I don't think I missed a thing, except the 12 billion years it took me to get there [at near light speed] and hear his explanation of how the universe, to him, appears to be 24 billion years older than it was when he first sent the message.
 
  • #34
turbo-1 said:
It is my understanding (and I stand to be corrected) that the BB theory does not posit ANY center from which the expansion originated.

I'd disagree. BB theory may not precisely require a "point source", probably a better analogy would be a compact glob of silly puddy that rapidly gets pulled apart in all directions with a "center" fuzzed out over time, but the whole point of BB theory is that the universe starts at a particular time in a relatively small geometric region.

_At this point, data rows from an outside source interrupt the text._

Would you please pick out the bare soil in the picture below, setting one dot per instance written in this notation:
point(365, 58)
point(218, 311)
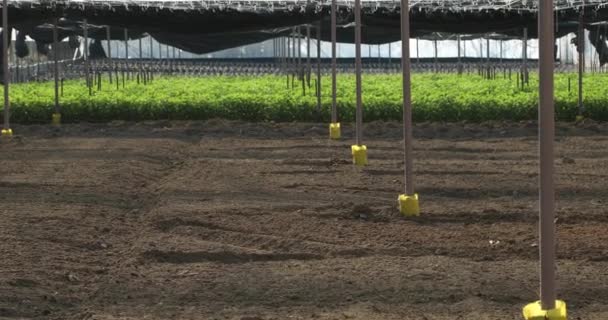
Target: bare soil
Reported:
point(232, 220)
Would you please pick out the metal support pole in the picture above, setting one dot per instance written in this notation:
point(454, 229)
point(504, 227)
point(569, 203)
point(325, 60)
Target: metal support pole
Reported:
point(109, 52)
point(359, 113)
point(319, 70)
point(418, 50)
point(56, 65)
point(546, 137)
point(407, 97)
point(300, 74)
point(308, 66)
point(390, 53)
point(5, 39)
point(126, 44)
point(87, 63)
point(459, 59)
point(436, 53)
point(581, 62)
point(334, 109)
point(501, 46)
point(525, 55)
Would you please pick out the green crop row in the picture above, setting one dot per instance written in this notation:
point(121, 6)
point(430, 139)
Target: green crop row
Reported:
point(435, 97)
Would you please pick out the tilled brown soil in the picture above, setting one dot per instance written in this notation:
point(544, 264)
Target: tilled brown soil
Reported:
point(227, 220)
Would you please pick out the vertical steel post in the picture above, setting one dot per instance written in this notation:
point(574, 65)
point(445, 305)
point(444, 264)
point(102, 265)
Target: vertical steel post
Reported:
point(126, 44)
point(525, 55)
point(436, 54)
point(546, 137)
point(359, 113)
point(5, 39)
point(299, 33)
point(319, 69)
point(581, 62)
point(334, 109)
point(390, 53)
point(459, 59)
point(407, 97)
point(109, 52)
point(87, 64)
point(56, 65)
point(418, 50)
point(308, 66)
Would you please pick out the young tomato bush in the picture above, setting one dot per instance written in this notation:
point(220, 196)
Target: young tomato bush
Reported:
point(435, 97)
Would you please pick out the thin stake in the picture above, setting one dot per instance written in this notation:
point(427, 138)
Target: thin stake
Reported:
point(334, 108)
point(109, 52)
point(581, 62)
point(5, 37)
point(308, 66)
point(546, 137)
point(56, 65)
point(407, 98)
point(319, 69)
point(87, 63)
point(359, 114)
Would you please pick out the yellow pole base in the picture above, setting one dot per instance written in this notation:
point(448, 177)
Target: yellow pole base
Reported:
point(534, 311)
point(56, 120)
point(359, 155)
point(6, 133)
point(334, 131)
point(409, 206)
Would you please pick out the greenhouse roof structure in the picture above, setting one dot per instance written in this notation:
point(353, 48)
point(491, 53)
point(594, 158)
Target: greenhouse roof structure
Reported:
point(207, 26)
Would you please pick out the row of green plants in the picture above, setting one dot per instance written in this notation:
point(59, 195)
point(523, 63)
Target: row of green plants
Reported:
point(436, 97)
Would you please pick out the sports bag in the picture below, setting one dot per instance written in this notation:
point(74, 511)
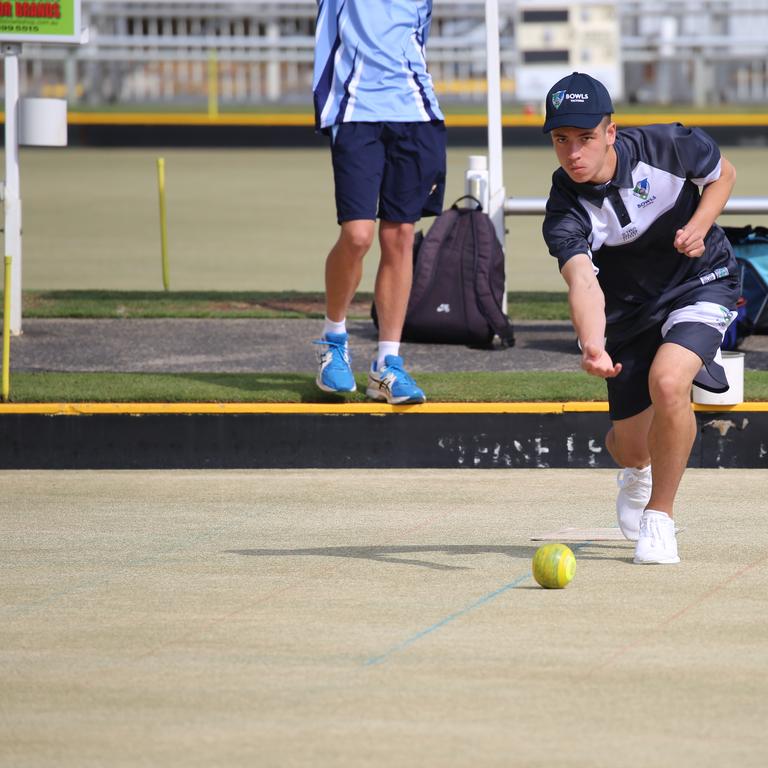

Furthermore the model of a homogenous and isotropic Universe forbids us to exist in a "special location" or "special frame of reference" from which such a center could be sensed or from which the direction of such a center could be deduced.

I agree that there would be nothing special about a "center" of the universe (unless you get very Machian). In the same way, the only thing that makes "Four Corners" (CO, UT, AZ, NM) in the U.S.A. special is a little monument. Absent that there is nothing about the place that is significant.

In the BB universe, every observer (regardless of location) is at the most mature spot in the Universe, looking out (and back) toward more distant (and younger) galaxies in every direction.

Of course, every spot is equally "mature", it has just been stretched (imagine, e.g. mapping the rational number line onto the real number line) and of course, everything we see happened in the past. This doesn't however, make the Universe infinitely wide.
 
  • #35
turbo-1 said:
we must believe that an observer in that galaxy today sees himself at the most mature location (center) of the Universe,

Nope. As you yourself explained, there is no such most mature place, identifying "most mature" with "center" doesn't make sense. Every location is equally mature, just "stretched". For example, a "spherical" region with a path from Earth to Alpha Centuri as a diameter (in round numbers 3 light years long), currently has a volume of perhaps 113 cubic light years. If you map that "spherical" region back 12.3 billion light years, the "source" region has a volume of 0.11 cubic light years. But, every point in the current region has an analogous point in the prior region, and hence every point in the current region is at least 12.3 billion light years old. This can be carried back all the way to the singularity.